Ravari Hassan, Jangjoo Ali, Motamedifar Jalal, Moazzami Kasra
Vascular and Endovascular Surgery Research Center, Imam Reza Hospital, Faculty of Medicine, Mashhad University of Medical Sciences, Mashhad.
Clin Exp Gastroenterol. 2011;4:273-6. doi: 10.2147/CEG.S18153. Epub 2011 Dec 7.
The rate of wound infection after appendectomy without antibiotic prophylaxis is 10%-30%. The role of prophylactic antibiotic therapy in nonperforated appendicitis is still controversial. Metronidazole is against anaerobic organisms and its bioavailability after oral and parenteral administration has been shown to be similar. The objective of the present study is to compare the infective complications rate after open appendectomy for nonperforated appendicitis receiving either oral or intravenous metronidazole as prophylaxis.

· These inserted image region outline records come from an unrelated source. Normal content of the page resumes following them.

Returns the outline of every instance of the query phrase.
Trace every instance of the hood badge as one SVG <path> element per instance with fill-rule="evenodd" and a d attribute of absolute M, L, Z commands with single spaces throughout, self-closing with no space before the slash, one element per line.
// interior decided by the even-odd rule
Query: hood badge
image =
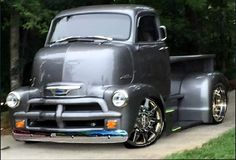
<path fill-rule="evenodd" d="M 46 87 L 53 96 L 66 96 L 70 91 L 80 89 L 81 86 L 48 86 Z"/>

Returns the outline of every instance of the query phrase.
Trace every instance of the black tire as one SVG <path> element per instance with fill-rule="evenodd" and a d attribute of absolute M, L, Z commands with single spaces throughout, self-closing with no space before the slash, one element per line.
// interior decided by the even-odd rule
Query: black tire
<path fill-rule="evenodd" d="M 213 124 L 220 124 L 224 121 L 228 107 L 227 88 L 223 83 L 218 82 L 213 86 L 210 100 L 211 122 Z"/>
<path fill-rule="evenodd" d="M 163 113 L 157 103 L 145 98 L 133 131 L 124 143 L 127 148 L 141 148 L 155 143 L 162 135 L 164 129 Z"/>

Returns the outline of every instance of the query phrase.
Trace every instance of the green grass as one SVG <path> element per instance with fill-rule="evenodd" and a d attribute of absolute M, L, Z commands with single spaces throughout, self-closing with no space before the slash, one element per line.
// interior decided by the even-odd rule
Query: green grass
<path fill-rule="evenodd" d="M 211 132 L 211 131 L 209 131 Z M 166 159 L 235 159 L 235 128 L 212 139 L 201 148 L 171 154 Z"/>

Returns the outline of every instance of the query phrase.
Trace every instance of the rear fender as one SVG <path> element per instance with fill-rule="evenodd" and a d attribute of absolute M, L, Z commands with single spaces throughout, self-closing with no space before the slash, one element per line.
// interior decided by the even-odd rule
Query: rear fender
<path fill-rule="evenodd" d="M 179 105 L 179 121 L 202 121 L 209 123 L 212 90 L 216 83 L 228 82 L 223 74 L 204 73 L 187 76 L 181 84 L 180 93 L 184 98 Z"/>

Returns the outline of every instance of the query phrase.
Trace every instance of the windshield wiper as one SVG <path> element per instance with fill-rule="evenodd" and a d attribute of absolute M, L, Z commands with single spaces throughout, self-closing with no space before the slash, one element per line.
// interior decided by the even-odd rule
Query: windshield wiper
<path fill-rule="evenodd" d="M 56 40 L 54 43 L 60 43 L 60 42 L 71 42 L 71 41 L 80 41 L 80 40 L 105 40 L 105 41 L 112 41 L 113 38 L 111 37 L 105 37 L 105 36 L 71 36 L 71 37 L 65 37 L 59 40 Z"/>

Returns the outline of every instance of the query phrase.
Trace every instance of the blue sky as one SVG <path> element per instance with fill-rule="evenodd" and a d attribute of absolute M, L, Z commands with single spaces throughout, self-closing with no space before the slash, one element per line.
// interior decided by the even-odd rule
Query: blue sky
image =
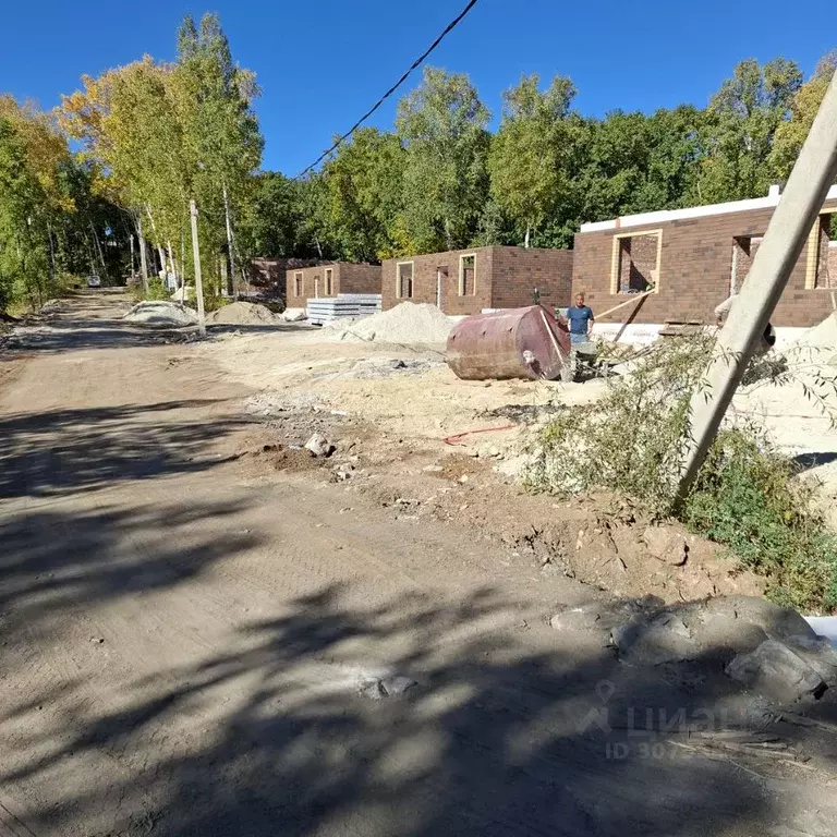
<path fill-rule="evenodd" d="M 263 88 L 264 166 L 295 174 L 348 130 L 464 5 L 464 0 L 9 0 L 0 92 L 57 105 L 97 74 L 147 52 L 171 59 L 186 13 L 216 11 L 235 59 Z M 430 63 L 468 73 L 495 114 L 521 73 L 569 75 L 577 107 L 704 105 L 747 57 L 792 58 L 810 73 L 837 46 L 832 26 L 786 2 L 480 0 Z M 417 75 L 415 76 L 417 78 Z M 412 78 L 409 85 L 415 83 Z M 395 98 L 372 124 L 389 128 Z"/>

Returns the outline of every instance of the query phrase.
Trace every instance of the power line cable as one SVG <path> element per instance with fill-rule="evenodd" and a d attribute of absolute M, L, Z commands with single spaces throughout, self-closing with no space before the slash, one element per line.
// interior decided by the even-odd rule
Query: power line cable
<path fill-rule="evenodd" d="M 323 154 L 317 157 L 314 162 L 311 163 L 306 169 L 303 169 L 293 180 L 299 180 L 300 178 L 307 174 L 312 169 L 316 168 L 323 160 L 328 157 L 331 151 L 339 148 L 411 75 L 413 70 L 421 66 L 427 56 L 433 52 L 436 47 L 441 44 L 441 41 L 445 39 L 446 35 L 448 35 L 452 29 L 456 28 L 457 24 L 476 5 L 477 0 L 470 0 L 468 5 L 445 27 L 445 31 L 439 35 L 436 40 L 430 44 L 430 46 L 424 51 L 423 54 L 421 54 L 418 58 L 413 61 L 413 63 L 410 65 L 410 69 L 375 102 L 375 105 L 366 111 L 350 129 L 347 131 L 341 137 L 337 140 L 337 142 L 327 150 L 323 151 Z"/>

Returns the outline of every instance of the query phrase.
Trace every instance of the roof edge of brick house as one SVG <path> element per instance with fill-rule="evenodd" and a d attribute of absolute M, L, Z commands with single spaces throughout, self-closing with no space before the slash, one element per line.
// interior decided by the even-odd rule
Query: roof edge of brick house
<path fill-rule="evenodd" d="M 713 215 L 728 215 L 730 213 L 745 213 L 752 209 L 771 209 L 779 204 L 779 190 L 771 187 L 766 197 L 752 197 L 747 201 L 728 201 L 724 204 L 708 204 L 706 206 L 690 206 L 683 209 L 659 209 L 654 213 L 640 213 L 639 215 L 626 215 L 609 221 L 594 221 L 582 223 L 580 234 L 585 232 L 603 232 L 605 230 L 624 229 L 626 227 L 642 227 L 650 223 L 665 223 L 681 221 L 689 218 L 706 218 Z M 837 185 L 828 190 L 826 201 L 837 199 Z"/>

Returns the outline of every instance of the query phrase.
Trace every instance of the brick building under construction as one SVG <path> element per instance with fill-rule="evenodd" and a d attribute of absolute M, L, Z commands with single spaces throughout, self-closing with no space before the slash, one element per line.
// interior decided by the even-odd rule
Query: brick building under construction
<path fill-rule="evenodd" d="M 575 235 L 573 292 L 606 311 L 654 288 L 605 322 L 713 323 L 713 310 L 741 288 L 779 202 L 766 197 L 626 216 L 582 225 Z M 837 186 L 793 268 L 772 322 L 810 327 L 833 311 L 837 292 Z"/>

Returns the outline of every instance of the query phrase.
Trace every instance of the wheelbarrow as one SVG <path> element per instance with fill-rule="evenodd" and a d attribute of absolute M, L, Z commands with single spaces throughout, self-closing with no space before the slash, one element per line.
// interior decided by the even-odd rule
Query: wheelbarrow
<path fill-rule="evenodd" d="M 598 343 L 587 340 L 572 343 L 570 348 L 570 368 L 572 380 L 583 378 L 606 378 L 610 375 L 611 364 L 602 360 Z"/>

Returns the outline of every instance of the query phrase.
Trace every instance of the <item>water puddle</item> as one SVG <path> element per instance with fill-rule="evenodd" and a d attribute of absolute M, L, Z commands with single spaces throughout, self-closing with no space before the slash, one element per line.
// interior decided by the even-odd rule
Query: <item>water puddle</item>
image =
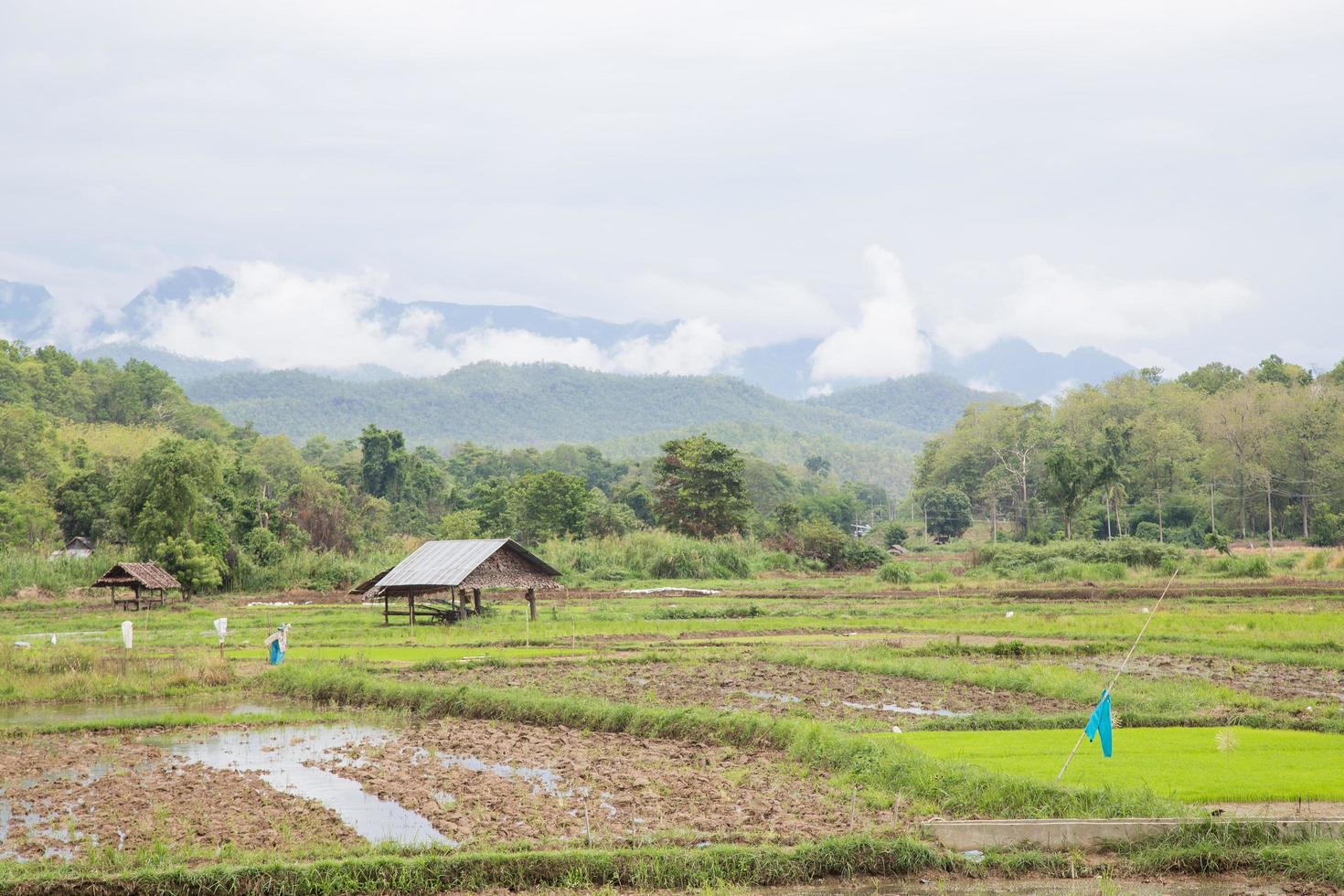
<path fill-rule="evenodd" d="M 348 744 L 376 747 L 390 737 L 391 732 L 364 725 L 285 725 L 258 731 L 223 731 L 172 742 L 167 748 L 177 760 L 199 762 L 212 768 L 261 772 L 262 779 L 276 790 L 327 806 L 370 842 L 457 846 L 456 841 L 434 830 L 419 813 L 367 794 L 348 778 L 305 764 L 339 758 L 335 751 Z"/>
<path fill-rule="evenodd" d="M 153 719 L 171 715 L 228 716 L 278 715 L 276 707 L 253 703 L 190 703 L 140 700 L 136 703 L 67 703 L 0 707 L 0 725 L 58 725 L 65 723 Z"/>
<path fill-rule="evenodd" d="M 923 707 L 898 707 L 894 703 L 851 703 L 849 700 L 841 700 L 841 705 L 849 707 L 851 709 L 876 709 L 879 712 L 903 712 L 911 716 L 942 716 L 945 719 L 956 719 L 958 716 L 969 716 L 969 712 L 953 712 L 952 709 L 925 709 Z"/>

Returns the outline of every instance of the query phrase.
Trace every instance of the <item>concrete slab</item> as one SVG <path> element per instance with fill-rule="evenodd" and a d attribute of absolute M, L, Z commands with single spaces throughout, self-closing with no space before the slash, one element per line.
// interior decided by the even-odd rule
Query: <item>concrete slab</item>
<path fill-rule="evenodd" d="M 1344 837 L 1344 818 L 981 818 L 930 821 L 926 830 L 948 849 L 1039 846 L 1042 849 L 1089 849 L 1116 840 L 1140 840 L 1171 833 L 1183 825 L 1266 825 L 1282 833 L 1312 837 Z"/>

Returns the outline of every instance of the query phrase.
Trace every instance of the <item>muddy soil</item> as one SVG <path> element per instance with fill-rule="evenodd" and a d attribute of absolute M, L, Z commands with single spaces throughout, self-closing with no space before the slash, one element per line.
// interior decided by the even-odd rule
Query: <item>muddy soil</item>
<path fill-rule="evenodd" d="M 340 819 L 255 774 L 168 763 L 116 736 L 0 743 L 0 857 L 74 857 L 95 848 L 285 849 L 359 842 Z"/>
<path fill-rule="evenodd" d="M 1051 697 L 974 685 L 902 678 L 878 673 L 804 669 L 747 660 L 710 662 L 536 662 L 472 666 L 470 672 L 403 673 L 407 678 L 535 688 L 589 695 L 616 703 L 655 703 L 712 709 L 802 712 L 817 719 L 907 727 L 930 715 L 1032 709 L 1067 712 L 1081 707 Z M 852 705 L 847 705 L 852 704 Z M 882 707 L 899 707 L 883 709 Z"/>
<path fill-rule="evenodd" d="M 1114 672 L 1120 668 L 1120 661 L 1118 656 L 1090 657 L 1070 665 L 1087 672 Z M 1125 673 L 1148 678 L 1189 676 L 1274 700 L 1344 701 L 1344 672 L 1337 669 L 1308 669 L 1222 657 L 1136 656 Z"/>
<path fill-rule="evenodd" d="M 793 844 L 896 822 L 769 750 L 450 719 L 337 752 L 321 767 L 462 844 Z"/>

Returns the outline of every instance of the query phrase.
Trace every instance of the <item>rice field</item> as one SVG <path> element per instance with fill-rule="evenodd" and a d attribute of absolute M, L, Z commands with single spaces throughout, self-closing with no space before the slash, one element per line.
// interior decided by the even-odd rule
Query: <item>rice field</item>
<path fill-rule="evenodd" d="M 1344 587 L 1206 578 L 1153 617 L 1138 591 L 708 584 L 573 590 L 538 619 L 488 594 L 480 618 L 414 627 L 340 592 L 125 614 L 101 592 L 22 590 L 0 613 L 0 892 L 254 892 L 277 860 L 309 881 L 290 892 L 358 891 L 375 868 L 398 869 L 396 892 L 1157 866 L 1344 885 L 1329 840 L 1210 830 L 1066 866 L 1031 849 L 970 861 L 923 826 L 1344 803 Z M 1148 619 L 1114 688 L 1114 756 L 1085 742 L 1056 782 Z"/>

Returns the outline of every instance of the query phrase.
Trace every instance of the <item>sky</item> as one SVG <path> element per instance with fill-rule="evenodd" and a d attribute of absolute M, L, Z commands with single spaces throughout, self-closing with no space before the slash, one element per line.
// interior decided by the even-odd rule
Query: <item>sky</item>
<path fill-rule="evenodd" d="M 1172 372 L 1344 356 L 1337 3 L 0 0 L 0 278 L 70 326 L 210 265 L 251 289 L 173 321 L 184 353 L 251 351 L 242 309 L 335 351 L 314 333 L 351 328 L 314 316 L 376 292 L 687 321 L 589 361 L 472 343 L 628 372 L 801 337 L 817 382 L 1004 337 Z"/>

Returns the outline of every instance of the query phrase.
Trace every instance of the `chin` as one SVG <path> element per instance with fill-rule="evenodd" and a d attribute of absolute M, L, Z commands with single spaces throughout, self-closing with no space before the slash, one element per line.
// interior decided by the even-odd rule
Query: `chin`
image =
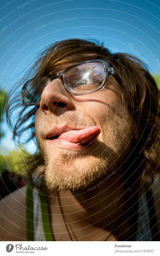
<path fill-rule="evenodd" d="M 63 154 L 60 158 L 57 156 L 50 160 L 49 157 L 45 163 L 44 179 L 51 190 L 84 191 L 115 170 L 115 165 L 111 164 L 113 160 L 106 156 L 78 157 L 77 152 L 76 157 Z"/>

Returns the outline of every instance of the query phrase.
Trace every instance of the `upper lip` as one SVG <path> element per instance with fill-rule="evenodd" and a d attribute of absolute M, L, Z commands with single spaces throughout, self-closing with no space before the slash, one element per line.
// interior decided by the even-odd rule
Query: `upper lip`
<path fill-rule="evenodd" d="M 54 136 L 57 136 L 60 135 L 64 132 L 69 131 L 78 131 L 84 129 L 83 128 L 77 128 L 76 127 L 69 127 L 66 125 L 65 125 L 62 127 L 56 126 L 50 130 L 47 133 L 45 136 L 46 139 L 50 139 Z"/>

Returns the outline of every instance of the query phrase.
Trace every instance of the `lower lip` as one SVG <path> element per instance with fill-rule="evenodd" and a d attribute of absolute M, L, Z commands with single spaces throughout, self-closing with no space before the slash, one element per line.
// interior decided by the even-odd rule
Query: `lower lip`
<path fill-rule="evenodd" d="M 55 140 L 48 140 L 47 141 L 49 146 L 50 146 L 50 144 L 51 144 L 59 147 L 78 151 L 84 149 L 86 147 L 88 147 L 91 144 L 92 145 L 93 143 L 94 143 L 93 142 L 89 145 L 86 145 L 85 144 L 78 144 L 77 143 L 70 142 L 60 138 L 56 139 Z"/>

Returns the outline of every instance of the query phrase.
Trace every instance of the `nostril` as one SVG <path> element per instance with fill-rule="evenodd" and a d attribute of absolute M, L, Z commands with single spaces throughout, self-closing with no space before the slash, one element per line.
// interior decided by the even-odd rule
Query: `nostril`
<path fill-rule="evenodd" d="M 61 108 L 64 108 L 67 106 L 67 104 L 65 103 L 64 103 L 64 102 L 57 102 L 56 101 L 53 101 L 53 104 L 54 106 L 58 106 Z"/>

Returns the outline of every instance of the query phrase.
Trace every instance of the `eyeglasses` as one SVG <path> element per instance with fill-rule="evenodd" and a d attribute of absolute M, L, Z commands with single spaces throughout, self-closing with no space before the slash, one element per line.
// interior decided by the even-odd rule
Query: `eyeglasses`
<path fill-rule="evenodd" d="M 27 106 L 39 104 L 45 87 L 57 78 L 61 80 L 68 93 L 75 95 L 84 95 L 102 90 L 110 75 L 120 84 L 121 81 L 116 75 L 116 72 L 111 63 L 96 59 L 73 65 L 61 73 L 35 77 L 28 81 L 23 88 L 23 103 Z"/>

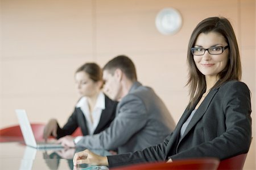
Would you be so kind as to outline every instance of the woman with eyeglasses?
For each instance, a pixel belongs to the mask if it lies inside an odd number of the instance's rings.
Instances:
[[[102,71],[94,63],[86,63],[80,67],[75,74],[76,88],[80,98],[67,122],[61,127],[56,119],[51,119],[44,131],[46,140],[50,135],[59,139],[65,146],[70,142],[65,138],[78,142],[81,136],[70,136],[77,127],[83,135],[96,134],[108,127],[115,117],[118,102],[111,100],[101,90],[103,86]],[[72,143],[75,147],[75,143]]]
[[[240,81],[237,40],[224,18],[207,18],[188,44],[190,100],[175,130],[163,143],[134,153],[101,156],[76,154],[74,165],[109,167],[131,164],[214,157],[220,160],[248,152],[251,138],[250,92]]]

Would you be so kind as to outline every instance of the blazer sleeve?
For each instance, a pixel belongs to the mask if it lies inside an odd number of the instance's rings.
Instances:
[[[125,144],[144,127],[147,111],[141,98],[128,94],[117,107],[118,114],[108,128],[98,134],[83,136],[76,146],[90,149],[113,150]]]
[[[164,161],[168,152],[166,150],[167,146],[172,135],[172,133],[166,137],[163,143],[148,147],[142,151],[107,156],[109,168],[144,162]]]
[[[61,128],[59,124],[57,125],[57,139],[71,135],[78,126],[77,112],[75,108],[72,114],[68,118],[68,122],[63,128]]]
[[[223,110],[226,118],[226,131],[212,140],[181,151],[170,158],[176,160],[215,157],[223,160],[248,152],[251,140],[250,90],[244,83],[236,81],[229,83],[222,92],[224,92],[222,108],[220,109]],[[213,114],[222,113],[213,112]]]

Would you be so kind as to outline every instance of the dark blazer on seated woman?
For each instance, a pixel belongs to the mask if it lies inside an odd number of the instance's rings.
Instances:
[[[100,121],[93,132],[94,134],[98,134],[108,127],[115,117],[118,102],[111,100],[105,94],[104,96],[105,109],[102,111]],[[63,128],[60,128],[59,125],[57,126],[57,139],[71,135],[79,127],[81,128],[84,136],[89,134],[86,120],[80,107],[75,108],[74,111]]]
[[[251,110],[250,92],[245,84],[229,81],[213,88],[180,138],[181,126],[197,102],[186,109],[175,130],[163,143],[133,154],[108,156],[109,167],[169,159],[214,157],[223,160],[248,152]]]

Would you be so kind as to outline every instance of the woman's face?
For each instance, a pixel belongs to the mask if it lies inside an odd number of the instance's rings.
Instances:
[[[90,78],[89,74],[81,71],[75,76],[76,87],[81,96],[91,97],[96,95],[101,89],[101,81],[94,82]]]
[[[226,47],[228,45],[224,37],[217,32],[210,32],[207,34],[201,33],[196,40],[196,48],[209,48],[214,47]],[[212,52],[215,49],[212,48]],[[200,49],[199,49],[200,50]],[[218,79],[217,74],[226,67],[229,58],[228,48],[218,55],[211,55],[208,51],[203,55],[193,56],[195,63],[197,69],[205,77],[214,77]]]

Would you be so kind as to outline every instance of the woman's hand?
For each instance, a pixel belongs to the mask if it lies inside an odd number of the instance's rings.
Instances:
[[[73,159],[73,164],[74,166],[81,164],[88,164],[93,165],[109,165],[106,156],[96,155],[88,150],[75,154]]]
[[[46,141],[51,134],[52,134],[53,136],[57,137],[57,120],[55,119],[50,119],[44,127],[43,137]]]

From June 2007 to July 2009 in a randomized controlled trial, 204 patients with nonperforated appendicitis underwent an open appendectomy; 122 male and 82 female with mean age of 25 years. Among these, 102 (case group) received oral metronidazole and in 102 (control group) metronidazole was administered intravenously before surgery. The rate of wound infection and duration of the postoperative hospital stay was studied in the two groups.
The rate of wound infection was not significantly different in the two groups. (6% and 4% in study and control group, respectively, P = 0.861). Also the hospital stay was equal in two groups (2.3 days and 2.7 days in study and control group, respectively, P = 0.293).
Single dose of oral metronidazole prior to operation can provide a sufficient prophylaxis for nonperforated appendicitis; so, it can be substitute the parental route of antibiotic administration.
未使用抗生素预防的阑尾炎切除术后伤口感染率为10%-30%。预防性抗生素治疗在非穿孔性阑尾炎中的作用仍存在争议。甲硝唑对厌氧菌有效,口服和静脉给药后的生物利用度相似。本研究的目的是比较接受口服或静脉注射甲硝唑预防的非穿孔性阑尾炎患者行开放式阑尾切除术后的感染并发症发生率。
在2007年6月至2009年7月的一项随机对照试验中,204例非穿孔性阑尾炎患者接受了开放式阑尾切除术;其中男性122例,女性82例,平均年龄25岁。其中,102例(病例组)接受口服甲硝唑,102例(对照组)在手术前静脉注射甲硝唑。研究了两组的伤口感染率和术后住院时间。
两组的伤口感染率无显著差异。(研究组和对照组分别为6%和4%,P = 0.861)。两组的住院时间也相同(研究组和对照组分别为2.3天和2.7天,P = 0.293)。
术前单次口服甲硝唑可为非穿孔性阑尾炎提供充分的预防;因此,它可以替代抗生素的静脉给药途径。